The decomposition of ether at 58 240° was found to proceed slowly with the liberation of hydrogen bromide gas. Free radical initiators and hydrogen bromide gas were found to accelerate the decomposition of 58 at 240°. A reasonable mechanism has been postulated for the decomposition of 58 at 240°.

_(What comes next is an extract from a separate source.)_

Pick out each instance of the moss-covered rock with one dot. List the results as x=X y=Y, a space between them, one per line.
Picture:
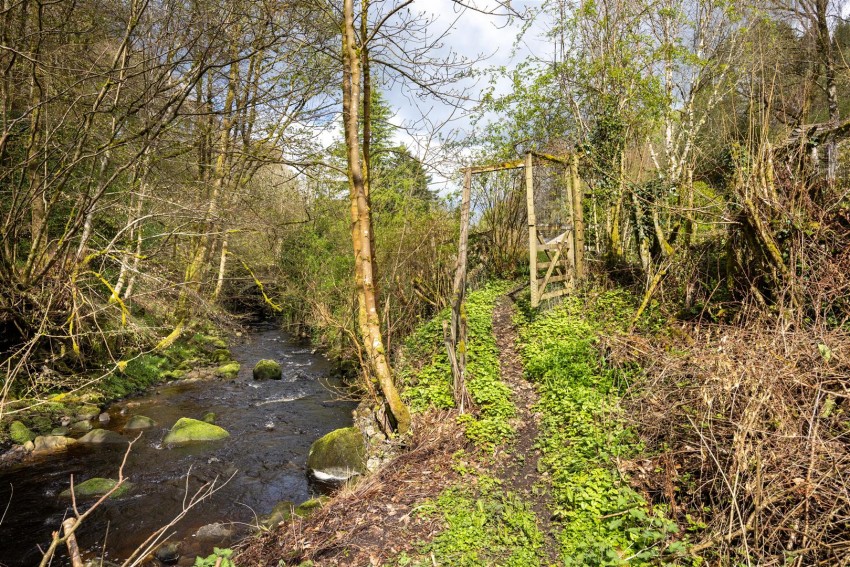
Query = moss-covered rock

The cleavage of ether 58 in the presence of hydrogen bromide gas would give rise to the formation of a secondary bromide, 1-bromo-2-(1-naphthyl)naphthylmethyl bromide (62). Homolysis of 62 would then give a bromine atom and a secondary free radical, 1-bromo-2- (1-naphthyl)naphthylmethyl free radical (63). The attack of free radical 63 on the benzylic hydrogen atoms of ether 58 is thought to be responsible for the formation of the diarylmethane, 1-bromo-2-(1-naphthylmethyl) naphthalene (48) and 1-brome-2-(1-naphthyl)naphthylmethyl ether free radical (64). Homolysis of 64 would then regenerate the secondary free radical 63 and the ketone 44.

The coupling of two secondary free radicals 63, with subsequent attack of bromine atoms on the system, might give rise to the formation of di-[1-bromo-2-(1-naphthyl)naphthyl] ethylene (66). The attack of hydrogen atoms on 63 might lead to the formation of diarylmethane 48. Oxidation of ethylene 66 might give rise to the isolation of ketone 44. Evidence for these two reactions has been furnished by the vacuum distillation of secondary bromide 62.

The attack of bromine atoms on the benzylic hydrogen atoms of ether 58 would give ether free radical 64 and hydrogen bromide gas. Homolysis of 64 would then give ketone 44 and secondary free radical 63. The decomposition of 58 would then appear to be cyclic in nature.

The decomposition of diarylcarbinols 54 and 55 was judged to be free radical in nature, involving the formation of the two ethers, sym. -2-fluorophenyl-l-naphthylmethyl ether (67) and 2-fluorophenyl-2-naphthylmethyl ether (68), which decompose in the same temperature range as 54 and 55. Ethers 67 and 68 were not isolated. The decomposition of 67 and 68 was postulated to be a series of homolytic cleavages, giving rise to the formation of the diarylmethanes, 56 and 57, and the ketones, 52 and 53.